The organization, which is hosting its annual policy summit in Fort Worth, calls itself a nonpartisan research institute working to advance policies that put the American people first. Its members champion a secure border with wall, private school vouchers, lower taxes, deregulation, pro-life laws and traditional family values.

Throughout his presidency, Trump described his approach as “America first,” popularizing a slogan first used by those who wanted the U.S. to stay out of World War II.

“From this day forward, a new vision will govern our land,” Trump said at his 2017 inauguration. “From this day forward, it’s going to be only America first, America first.”

Wednesday’s rodeo, called “Coaching America Back to Greatness,” is a twist on Trump’s signature slogan, “Make America Great Again,” and will include appearances by two well-known coaches: Lou Holtz, a retired football coach for Notre Dame and the University of South Carolina, and Joe Kennedy, a former Seattle-area coach put on paid leave from a Seattle-area school for praying with students at football games. The Supreme Court later ruled 6-3 in Kennedy’s favor.

Roughly 2,000 people are expected to attend the rodeo, which could help energize Republicans ahead of the November election. Of the 20 most populous cities in the U.S., Fort Worth is one of only two led by Republican mayors. The other is Dallas, where Mayor Eric Johnson announced he was switching parties in 2023.

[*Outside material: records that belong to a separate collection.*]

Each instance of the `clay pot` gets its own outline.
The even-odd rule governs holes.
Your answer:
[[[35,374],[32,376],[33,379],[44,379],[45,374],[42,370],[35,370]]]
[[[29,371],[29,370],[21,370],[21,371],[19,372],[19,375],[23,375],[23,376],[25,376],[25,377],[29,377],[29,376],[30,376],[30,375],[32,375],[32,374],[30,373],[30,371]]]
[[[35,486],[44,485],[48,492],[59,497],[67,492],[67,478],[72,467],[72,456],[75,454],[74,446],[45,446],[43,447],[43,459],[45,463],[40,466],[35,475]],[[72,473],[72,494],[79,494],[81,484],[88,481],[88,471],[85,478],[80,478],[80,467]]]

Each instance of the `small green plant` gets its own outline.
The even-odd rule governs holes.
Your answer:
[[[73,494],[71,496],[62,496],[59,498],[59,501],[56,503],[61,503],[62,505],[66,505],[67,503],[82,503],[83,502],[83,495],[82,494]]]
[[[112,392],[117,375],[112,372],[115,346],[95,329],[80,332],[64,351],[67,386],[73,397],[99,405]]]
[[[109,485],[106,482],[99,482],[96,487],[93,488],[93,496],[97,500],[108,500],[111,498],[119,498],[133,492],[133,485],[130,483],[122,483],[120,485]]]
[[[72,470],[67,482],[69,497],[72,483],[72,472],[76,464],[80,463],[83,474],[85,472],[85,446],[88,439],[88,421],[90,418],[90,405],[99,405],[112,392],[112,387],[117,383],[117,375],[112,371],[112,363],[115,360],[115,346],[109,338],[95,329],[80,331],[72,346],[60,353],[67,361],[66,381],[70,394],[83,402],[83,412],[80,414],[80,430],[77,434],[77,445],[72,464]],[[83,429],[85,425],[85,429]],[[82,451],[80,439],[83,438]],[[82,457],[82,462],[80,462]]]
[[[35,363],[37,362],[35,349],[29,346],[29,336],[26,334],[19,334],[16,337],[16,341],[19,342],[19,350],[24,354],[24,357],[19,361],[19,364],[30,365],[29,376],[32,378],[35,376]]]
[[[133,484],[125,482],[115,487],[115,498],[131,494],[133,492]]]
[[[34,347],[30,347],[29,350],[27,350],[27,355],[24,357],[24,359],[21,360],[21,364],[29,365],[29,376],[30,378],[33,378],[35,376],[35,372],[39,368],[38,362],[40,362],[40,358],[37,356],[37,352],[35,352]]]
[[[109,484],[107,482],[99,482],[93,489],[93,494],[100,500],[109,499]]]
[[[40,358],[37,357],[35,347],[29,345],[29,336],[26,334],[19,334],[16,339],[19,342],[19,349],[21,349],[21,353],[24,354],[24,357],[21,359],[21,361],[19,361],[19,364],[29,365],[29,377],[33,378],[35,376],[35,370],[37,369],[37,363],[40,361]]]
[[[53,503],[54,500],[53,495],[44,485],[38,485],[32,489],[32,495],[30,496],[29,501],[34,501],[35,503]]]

Tarrant County is also the most populous Republican-leaning county in Texas, and Republicans have vowed to keep it red. In 2016, the county voted for Trump over Hillary Clinton. Just two years later, Tarrant voters chose Democrat Beto O’Rourke, who is running for governor in 2022, over Cruz. And in 2020, the county flipped blue and voted for President Joe Biden.

Rollins said the city could serve as a model for other large U.S. cities.

“There is no doubt you can’t make America great again until you make big urban cities great again,” she said. “Fort Worth isn’t perfect, but it is a model of good governance.”

Catharine Cypher, deputy chief of staff for the institute, said she expects the rodeo to draw attendees from both political parties.

“It’s not about left or right,” said Cypher, a former speech writer for First lady Melania Trump. “Let’s leave our politics aside and do what’s best for America.”